In the alternate 19th-century of The Buntline Special, Native American shaman leaders like Geronimo have managed to hold back the United States at the Mississippi, save for a few outposts like Tombstone. Thomas Edison has relocated here from Menlo Park, setting up shop with Ned Buntline (better known historically as a writer and self-promoter) to produce an array of technological marvels, from electric street lamps to mechanized animatronic prostitutes. The Earp brothers are hired to protect Edison from both the Clanton gang and the Indians; much of the novel unfolds from the perspective of their deathly ill comrade, Doc Holliday.
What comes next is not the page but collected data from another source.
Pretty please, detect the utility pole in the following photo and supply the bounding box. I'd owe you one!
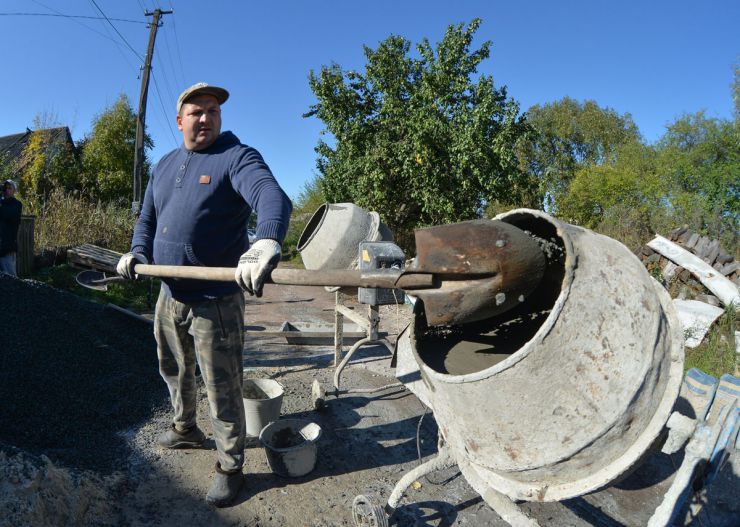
[132,8,172,215]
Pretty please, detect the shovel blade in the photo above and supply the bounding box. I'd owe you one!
[409,219,546,326]
[75,270,119,291]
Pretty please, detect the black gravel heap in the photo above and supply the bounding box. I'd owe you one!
[0,274,168,473]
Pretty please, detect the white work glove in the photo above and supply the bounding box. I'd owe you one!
[235,239,281,297]
[116,252,148,280]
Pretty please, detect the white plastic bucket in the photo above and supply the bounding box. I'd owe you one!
[242,378,284,437]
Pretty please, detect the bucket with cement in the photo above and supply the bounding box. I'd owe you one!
[242,378,284,437]
[259,419,322,477]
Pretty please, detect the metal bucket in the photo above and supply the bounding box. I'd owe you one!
[259,419,322,477]
[242,378,284,438]
[397,209,684,502]
[297,203,393,271]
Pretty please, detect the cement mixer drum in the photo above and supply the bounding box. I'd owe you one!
[398,209,685,502]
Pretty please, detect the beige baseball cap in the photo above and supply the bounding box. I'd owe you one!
[176,82,229,113]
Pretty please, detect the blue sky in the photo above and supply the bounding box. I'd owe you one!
[2,0,738,200]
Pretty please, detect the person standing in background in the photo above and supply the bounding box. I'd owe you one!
[0,179,22,276]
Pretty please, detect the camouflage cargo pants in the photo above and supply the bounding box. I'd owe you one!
[154,287,246,471]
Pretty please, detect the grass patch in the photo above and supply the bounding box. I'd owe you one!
[32,264,159,312]
[684,304,738,378]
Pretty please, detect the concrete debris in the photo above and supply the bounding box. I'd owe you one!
[673,299,725,348]
[647,235,739,309]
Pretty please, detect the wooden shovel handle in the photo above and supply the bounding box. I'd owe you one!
[133,264,433,289]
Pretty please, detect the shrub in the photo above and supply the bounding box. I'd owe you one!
[26,188,135,253]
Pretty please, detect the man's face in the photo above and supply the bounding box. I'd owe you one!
[3,184,14,198]
[176,94,222,151]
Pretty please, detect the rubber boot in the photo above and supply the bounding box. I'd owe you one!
[157,424,206,449]
[206,462,243,507]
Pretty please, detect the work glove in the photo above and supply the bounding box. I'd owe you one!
[235,239,281,297]
[116,252,148,280]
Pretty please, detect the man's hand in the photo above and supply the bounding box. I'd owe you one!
[235,239,281,297]
[116,252,148,280]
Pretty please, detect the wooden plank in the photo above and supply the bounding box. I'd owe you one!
[67,243,122,273]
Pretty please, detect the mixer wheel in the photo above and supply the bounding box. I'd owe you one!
[352,495,388,527]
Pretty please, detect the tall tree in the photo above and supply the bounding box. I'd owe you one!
[80,94,152,203]
[305,19,530,250]
[558,111,739,249]
[557,142,666,231]
[657,111,739,241]
[520,97,641,211]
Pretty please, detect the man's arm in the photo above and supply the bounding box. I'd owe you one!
[230,146,292,296]
[229,147,292,244]
[129,173,157,261]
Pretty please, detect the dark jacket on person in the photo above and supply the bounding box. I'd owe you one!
[130,131,292,302]
[0,196,22,256]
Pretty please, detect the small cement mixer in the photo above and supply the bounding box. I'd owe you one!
[354,209,687,526]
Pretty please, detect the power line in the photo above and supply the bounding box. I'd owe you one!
[0,12,146,24]
[88,0,144,62]
[153,52,177,112]
[168,1,188,86]
[160,25,185,91]
[28,0,138,69]
[151,72,180,148]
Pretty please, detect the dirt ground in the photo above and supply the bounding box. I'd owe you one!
[1,277,739,526]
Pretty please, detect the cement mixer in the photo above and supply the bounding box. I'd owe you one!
[353,209,690,526]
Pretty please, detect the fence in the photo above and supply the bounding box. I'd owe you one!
[18,215,35,277]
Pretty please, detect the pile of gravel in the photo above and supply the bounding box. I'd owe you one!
[0,274,167,473]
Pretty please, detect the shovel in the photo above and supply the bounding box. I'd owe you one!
[76,219,546,326]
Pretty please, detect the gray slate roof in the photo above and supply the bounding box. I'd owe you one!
[0,127,75,164]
Resnick doesn't do that much to the actual story, just serves it up with some cosmetic twists: Bat Masterson is cursed by Geronimo and becomes a vampire; Johnny Ringo is a zombie; Doc and the Earps are outfitted with bulletproof armor (nicely displayed in J. Seamas Gallagher's interior illustrations). Though the stage is set for a sequel, this steampunk shootout is essentially a curious set-piece: the characters (Holliday especially) are entertaining, but there's still a sense that they're going through the motions.
The real-life
personages that populate Joe R. Lansdale's Flaming
Zeppelins, on the other hand, are much more looser and free-wheeling. In
"Zeppelins West," the first of two novellas published in limited
editions earlier this decade, Buffalo Bill Cody (his head kept alive in a jar
until scientists can grow him a new body) takes his Wild West Show (including
an anachronistic Ned Buntline) to Japan--with a secret, second agenda to
liberate Frankenstein's monster from the Shogun. Though many are killed during
the escape, Cody, Wild Bill Hickock, Annie Oakley and Sitting Bull are rescued
by "Captain Bemo" of the "Naughty Lass," who takes them to
the island of "Doctor Momo," whose half-man, half-animal creations
deliver some of the story's funniest scenes (including a side-splitting
encounter with Dracula).
This first adventure seemingly ends with everybody dead (or safe in another dimension), but Ned, a seal who has learned to read and write, shows up on Spain's Mediterranean coast at the beginning of "Flaming London," making friends with Mark Twain and Jules Verne just before the Martians from The War of the Worlds begin their invasion. Lansdale's bawdy characterizations preserve readers' impressions of the well-known historical and fictional characters while adding a layer of unpredictability lacking in Swanwick's tale, even though the core elements of Lansdale's yarns are as familiar as the OK Corral. Both novels are entertaining in their way, but one is a comfortable diversion while the other is a madcap excursion.--Ron Hogan
Shelf Talker: Readers who have been introduced to Americana steampunk by Cherie Priest's Boneshaker and Dreadnought might find similar pleasures in either of these books, with a slight edge to Lansdale for sheer weirdness.